High-Speed Systolic Architectures for Finite Field Inversion and Division

Zhiyuan Yan
Department of Electrical and Computer Engineering
Lehigh University
19 Memorial Drive West
Bethlehem, PA 18015 USA
yan@lehigh.edu

Dilip V. Sarwate
Department of Electrical and Computer Engineering
and the Coordinated Science Laboratory
University of Illinois at Urbana-Champaign
1308 West Main Street
Urbana, IL 61801 USA
sarwate@uiuc.edu

ABSTRACT

Based on a new reformulation of the extended Euclidean algorithm, systolic architectures suitable for VLSI implementations are proposed for finite field inversion and division in this paper. The architectures proposed in this paper can achieve $O(m^2)$ area-time complexity, $O(m)$ latency, and critical path delays of two logic gates. These architectures show improved performances when compared with previously proposed architectures.

Categories and Subject Descriptors

B.2.4 [ARITHMETIC AND LOGIC STRUCTURES]: High-Speed Arithmetic

General Terms

Algorithms, Design

Keywords

Finite field arithmetic, Galois field, Reed-Solomon codes, cryptography

1. INTRODUCTION

Finite fields have found applications in areas such as cryptography, digital signal processing, and error-control codes. Hence, efficient architectures for finite field arithmetics are important to the performances of the VLSI implementation of these applications. Inversion and division are the most complicated finite field arithmetics, and various algorithms and architectures (see, for example, [1, 2][4]-[7] and the references therein) have been proposed based on different approaches such as recursive construction approaches, the extended Euclidean algorithm (EEA), the extended Stein algorithm (ESA), Fermat's theorem, or solving linear equation systems. In this paper, we focus on inversion/division architectures based on the EEA. Recently, Yan and Sarwate [6] proposed systolic inversion/division architectures based on a modified Euclidean algorithm, which can achieve critical path delays of two logic gates as small as two logic gates. Their architectures have some other advantages when compared with previously proposed architectures. Interested readers are referred to [6] for details. The architectures in [6] are referred to as the YS architectures henceforth.

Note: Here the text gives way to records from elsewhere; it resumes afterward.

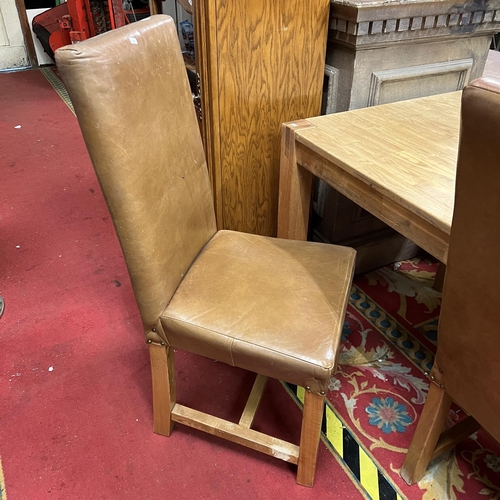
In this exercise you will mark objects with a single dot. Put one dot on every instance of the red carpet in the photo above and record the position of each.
(75, 394)
(74, 372)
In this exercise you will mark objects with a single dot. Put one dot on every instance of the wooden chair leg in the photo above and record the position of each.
(309, 438)
(163, 381)
(429, 428)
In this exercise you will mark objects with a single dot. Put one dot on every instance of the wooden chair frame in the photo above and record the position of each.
(430, 440)
(166, 411)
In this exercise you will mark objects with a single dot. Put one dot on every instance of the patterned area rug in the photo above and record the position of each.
(378, 393)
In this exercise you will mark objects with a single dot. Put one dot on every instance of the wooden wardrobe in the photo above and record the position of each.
(260, 63)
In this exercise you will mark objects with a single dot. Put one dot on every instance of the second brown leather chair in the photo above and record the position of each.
(275, 307)
(467, 366)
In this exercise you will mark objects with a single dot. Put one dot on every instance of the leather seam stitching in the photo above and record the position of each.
(233, 339)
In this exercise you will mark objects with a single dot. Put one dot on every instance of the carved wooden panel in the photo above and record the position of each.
(412, 82)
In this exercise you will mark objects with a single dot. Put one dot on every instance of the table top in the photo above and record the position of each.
(406, 150)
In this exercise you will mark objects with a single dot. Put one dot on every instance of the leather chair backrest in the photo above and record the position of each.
(131, 95)
(468, 357)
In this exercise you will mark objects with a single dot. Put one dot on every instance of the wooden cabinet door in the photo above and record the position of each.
(261, 63)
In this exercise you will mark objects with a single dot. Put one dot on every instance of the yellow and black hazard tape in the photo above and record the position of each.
(365, 473)
(58, 86)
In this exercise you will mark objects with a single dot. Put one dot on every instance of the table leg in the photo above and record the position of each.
(439, 279)
(295, 187)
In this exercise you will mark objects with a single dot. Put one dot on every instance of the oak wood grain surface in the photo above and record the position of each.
(396, 160)
(263, 64)
(405, 150)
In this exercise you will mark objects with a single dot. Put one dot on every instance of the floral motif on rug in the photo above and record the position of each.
(381, 385)
(378, 392)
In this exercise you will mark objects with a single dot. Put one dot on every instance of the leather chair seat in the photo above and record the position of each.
(289, 294)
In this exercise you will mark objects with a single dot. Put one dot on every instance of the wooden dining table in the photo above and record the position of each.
(397, 161)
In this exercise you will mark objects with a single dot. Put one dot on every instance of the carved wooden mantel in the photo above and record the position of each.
(368, 22)
(374, 41)
(382, 51)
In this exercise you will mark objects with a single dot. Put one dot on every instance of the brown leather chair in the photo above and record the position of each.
(275, 307)
(467, 365)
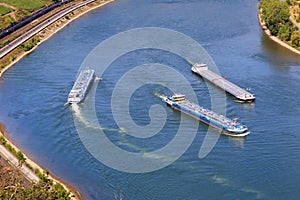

In this paper, based on a different reformulation of the EEA, we propose new systolic architectures for inversions and divisions in $GF(2^m)$. Compared to the YS architectures, the new architectures proposed in this paper have similar structures and achieve the same area-time (AT) complexity, throughput, critical path delay, and latency. Furthermore, the algorithmic reformulation explained below results in smaller hardware costs: the new architectures have less inter-cell connections and fewer latches than the YS architectures. Detailed performance comparisons are provided in the paper.

For all our architectures, we propose to compute a division $B/A$ by first inverting $A$ and then multiplying by $B$. This allows our division architectures to still achieve the same CPDs as the component inversion architectures while maintaining $O(m^2)$ AT complexity and $O(m)$ latency.

2. REFORMULATION OF THE EXTENDED EUCLIDEAN ALGORITHM

Let $g(x)$ be an irreducible polynomial of degree $m$ over $GF(2)$. The field $GF(2^m)$ can be viewed as the set of binary polynomials of degree less than $m$ with addition and multiplication modulo $g(x)$. The inverse of $a(x)$ modulo $g(x)$ is the unique polynomial $\hat{a}(x)$ that satisfies

$$a(x) \cdot \hat{a}(x) \equiv 1 \pmod{g(x)}.$$

The terminology of this paper mostly follows Parhi [3].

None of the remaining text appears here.